Boisterous, ribald, and ultimately shattering, Ken Kesey’s One Flew Over the Cuckoo’s Nest is the seminal novel of the 1960s that has left an indelible mark on the literature of our time. Here is the unforgettable story of a mental ward and its inhabitants, especially the tyrannical Big Nurse Ratched and Randle Patrick McMurphy, the brawling, fun-loving new inmate who resolves to oppose her. We see the struggle through the eyes of Chief Bromden, the seemingly mute half-Indian patient who witnesses and understands McMurphy’s heroic attempt to do battle with the awesome powers that keep them all imprisoned.
One Flew Over the Cuckoo’s Nest was definitely an interesting read. It was a bit out of my comfort zone when it comes to books, so I wasn’t very surprised when I didn’t end up liking it that much.
The book was split up into four parts that were sort of like very long chapters. The first part was very confusing, and I didn’t know what was happening for most of the time. The narrator, Chief Bromden, was not easy to understand, which I think is kind of the point, but I found it more annoying than anything.

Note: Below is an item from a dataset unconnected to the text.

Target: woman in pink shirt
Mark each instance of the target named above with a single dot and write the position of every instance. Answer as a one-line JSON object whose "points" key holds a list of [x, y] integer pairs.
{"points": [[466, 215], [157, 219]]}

After the first part was over, the book started getting a lot more interesting, and I began to enjoy it more. The plot started to pick up and the characters began to differentiate and become their own people.
The end was a bit disappointing, and I wish I got a bit more of an explanation of what happens. Overall, the book was not bad, but I don’t think I am going to be reading it again any time soon. I would recommend this book to anyone who likes classics, and has time to sit down and spend some good time reading.
I am going to give One Flew Over the Cuckoo’s Nest three out of five hearts.